Mostly, now I'm wondering how you'd feel about doing things very differently to what you've been told. Specifically:
  • Do a "global reset" of the device, and disable all of the "auto-link negotiation" (instead of trying to enable it)
  • Force the device to use its highest speed with full duplex and put it into "loopback mode"
  • Test the device by sending a few packets to itself and receiving them
  • Do a "link reset" of the device
  • Clear all the statistics back to zero (by reading them all)
  • Disable "loopback" and enable all of the "auto-link negotiation"

Cheers,

Brendan

Re: Intel 8254x driver crashes VirtualBox

Posted: Wed Sep 12, 2018 1:02 am
by linuxyne
For typical accesses to device/dma memory, what one needs is a pointer to volatile memory (volatile uint32_t *ptr) and not a volatile pointer to memory (uint32_t *volatile ptr).

Re: Intel 8254x driver crashes VirtualBox

Posted: Wed Sep 12, 2018 8:03 am
by mariuszp
Well, it doesn't work in QEMU either (but at least does not crash it. just fails to send or receive anything). I guess i'll continue debugging.
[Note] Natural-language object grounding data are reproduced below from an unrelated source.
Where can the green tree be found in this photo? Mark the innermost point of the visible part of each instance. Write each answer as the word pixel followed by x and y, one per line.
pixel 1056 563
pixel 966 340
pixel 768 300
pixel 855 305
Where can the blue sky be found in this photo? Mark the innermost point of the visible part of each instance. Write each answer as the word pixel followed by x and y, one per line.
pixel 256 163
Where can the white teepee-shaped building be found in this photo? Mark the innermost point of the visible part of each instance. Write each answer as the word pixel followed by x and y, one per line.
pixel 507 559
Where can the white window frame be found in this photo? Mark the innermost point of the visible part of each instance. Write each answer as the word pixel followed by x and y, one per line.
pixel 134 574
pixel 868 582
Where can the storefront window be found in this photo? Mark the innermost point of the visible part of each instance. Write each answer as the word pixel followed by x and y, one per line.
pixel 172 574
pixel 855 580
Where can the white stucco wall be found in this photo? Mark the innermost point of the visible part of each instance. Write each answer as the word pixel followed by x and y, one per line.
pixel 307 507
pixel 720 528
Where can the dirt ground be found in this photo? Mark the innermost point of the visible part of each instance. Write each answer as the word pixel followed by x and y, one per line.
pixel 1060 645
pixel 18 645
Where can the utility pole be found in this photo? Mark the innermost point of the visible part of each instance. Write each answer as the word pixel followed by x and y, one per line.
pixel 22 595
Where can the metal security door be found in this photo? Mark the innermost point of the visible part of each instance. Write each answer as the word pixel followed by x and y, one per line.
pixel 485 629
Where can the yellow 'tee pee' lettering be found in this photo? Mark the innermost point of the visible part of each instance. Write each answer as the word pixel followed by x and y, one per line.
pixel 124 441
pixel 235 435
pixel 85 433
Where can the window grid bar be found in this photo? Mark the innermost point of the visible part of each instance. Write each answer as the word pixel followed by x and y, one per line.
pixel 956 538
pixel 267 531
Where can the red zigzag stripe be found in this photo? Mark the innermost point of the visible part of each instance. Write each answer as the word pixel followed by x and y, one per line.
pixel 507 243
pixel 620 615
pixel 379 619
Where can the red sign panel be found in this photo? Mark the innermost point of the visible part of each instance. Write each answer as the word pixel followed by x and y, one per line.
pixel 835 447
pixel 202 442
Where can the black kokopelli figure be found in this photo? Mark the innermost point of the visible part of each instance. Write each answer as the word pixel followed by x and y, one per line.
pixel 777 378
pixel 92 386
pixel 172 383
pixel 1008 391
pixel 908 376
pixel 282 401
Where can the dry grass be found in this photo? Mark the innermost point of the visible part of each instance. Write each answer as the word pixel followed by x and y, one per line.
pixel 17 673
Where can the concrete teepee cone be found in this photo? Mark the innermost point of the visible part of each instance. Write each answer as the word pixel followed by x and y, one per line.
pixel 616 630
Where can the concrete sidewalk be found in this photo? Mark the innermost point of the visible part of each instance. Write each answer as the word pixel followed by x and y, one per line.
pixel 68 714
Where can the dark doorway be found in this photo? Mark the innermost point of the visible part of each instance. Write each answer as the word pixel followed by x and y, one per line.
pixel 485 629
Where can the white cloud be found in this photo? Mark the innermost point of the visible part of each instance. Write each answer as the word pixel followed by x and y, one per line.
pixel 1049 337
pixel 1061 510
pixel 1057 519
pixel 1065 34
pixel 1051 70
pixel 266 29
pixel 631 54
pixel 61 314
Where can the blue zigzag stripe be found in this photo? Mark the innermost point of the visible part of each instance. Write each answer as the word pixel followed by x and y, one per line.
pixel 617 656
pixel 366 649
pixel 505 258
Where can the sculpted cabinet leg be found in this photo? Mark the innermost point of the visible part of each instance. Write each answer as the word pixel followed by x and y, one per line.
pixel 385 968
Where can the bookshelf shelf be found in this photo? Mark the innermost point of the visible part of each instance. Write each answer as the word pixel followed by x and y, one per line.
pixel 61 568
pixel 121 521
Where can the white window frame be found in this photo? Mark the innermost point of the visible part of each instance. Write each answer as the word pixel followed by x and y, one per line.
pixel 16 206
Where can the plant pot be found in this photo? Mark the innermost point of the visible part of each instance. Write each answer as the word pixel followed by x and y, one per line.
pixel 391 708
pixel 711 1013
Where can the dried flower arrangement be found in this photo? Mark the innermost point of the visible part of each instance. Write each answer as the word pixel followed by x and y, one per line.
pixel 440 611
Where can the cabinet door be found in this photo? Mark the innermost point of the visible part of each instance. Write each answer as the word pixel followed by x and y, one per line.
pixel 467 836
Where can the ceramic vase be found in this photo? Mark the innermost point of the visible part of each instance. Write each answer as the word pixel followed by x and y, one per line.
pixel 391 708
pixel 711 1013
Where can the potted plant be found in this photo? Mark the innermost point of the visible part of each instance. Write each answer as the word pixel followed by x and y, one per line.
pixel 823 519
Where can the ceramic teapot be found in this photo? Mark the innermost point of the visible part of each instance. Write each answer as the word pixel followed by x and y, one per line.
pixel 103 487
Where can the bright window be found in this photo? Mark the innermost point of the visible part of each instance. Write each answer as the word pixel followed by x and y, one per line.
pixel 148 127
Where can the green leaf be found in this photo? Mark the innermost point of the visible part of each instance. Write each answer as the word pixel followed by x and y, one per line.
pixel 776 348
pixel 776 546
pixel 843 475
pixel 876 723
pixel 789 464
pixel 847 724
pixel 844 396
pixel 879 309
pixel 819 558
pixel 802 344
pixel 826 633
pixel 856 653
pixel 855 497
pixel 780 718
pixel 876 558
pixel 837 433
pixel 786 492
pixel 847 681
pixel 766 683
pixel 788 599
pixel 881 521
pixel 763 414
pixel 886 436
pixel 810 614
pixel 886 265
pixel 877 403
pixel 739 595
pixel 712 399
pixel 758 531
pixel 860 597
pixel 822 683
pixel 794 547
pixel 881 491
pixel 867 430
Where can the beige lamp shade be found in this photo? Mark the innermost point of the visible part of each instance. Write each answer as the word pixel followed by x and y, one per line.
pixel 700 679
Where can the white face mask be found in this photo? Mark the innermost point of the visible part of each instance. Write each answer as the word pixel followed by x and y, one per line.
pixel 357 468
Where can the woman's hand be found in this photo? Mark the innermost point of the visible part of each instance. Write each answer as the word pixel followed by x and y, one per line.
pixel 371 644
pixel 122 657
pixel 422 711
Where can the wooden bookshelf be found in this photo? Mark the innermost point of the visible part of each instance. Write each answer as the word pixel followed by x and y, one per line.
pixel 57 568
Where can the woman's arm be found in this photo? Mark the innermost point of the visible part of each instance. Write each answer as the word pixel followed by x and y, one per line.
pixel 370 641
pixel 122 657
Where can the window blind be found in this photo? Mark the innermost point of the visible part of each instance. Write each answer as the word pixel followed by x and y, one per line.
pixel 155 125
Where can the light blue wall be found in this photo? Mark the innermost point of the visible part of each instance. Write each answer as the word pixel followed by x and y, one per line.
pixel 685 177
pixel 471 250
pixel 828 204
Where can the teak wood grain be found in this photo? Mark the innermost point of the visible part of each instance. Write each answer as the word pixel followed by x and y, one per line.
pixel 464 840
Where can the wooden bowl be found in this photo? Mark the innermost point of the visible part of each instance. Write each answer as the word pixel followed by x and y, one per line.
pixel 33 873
Re: Intel 8254x driver crashes VirtualBox

Posted: Thu Sep 13, 2018 4:10 am
by linuxyne
qemu's monitor can be used to enable traces for e1000x implementation.
The monitor command is

Code: Select all

trace-event e1000* on
.

E: When processing the very first packet, it is correct to say that the card advances RDH from 0 to 1, and the driver changes RDT from NUM_RX_DESC to 1? If so, Qemu considers RDH == RDT as a condition where no buffers are available to place any received packets.

Code: Select all

. . .
nif->nextRX = (++index) & (NUM_RX_DESC-1);
volatile uint32_t * regRXTail = (volatile uint32_t *) (nif->mmioAddr + 0x2818);
*regRXTail = nif->nextRX;
. . .
E2: Does enabling interrupts and pci bus mastering, before the threads have been created and some registers have been set, create any races?

(E3: Perhaps that's what caused VBox to crash - dereferencing un-initialized RDB?)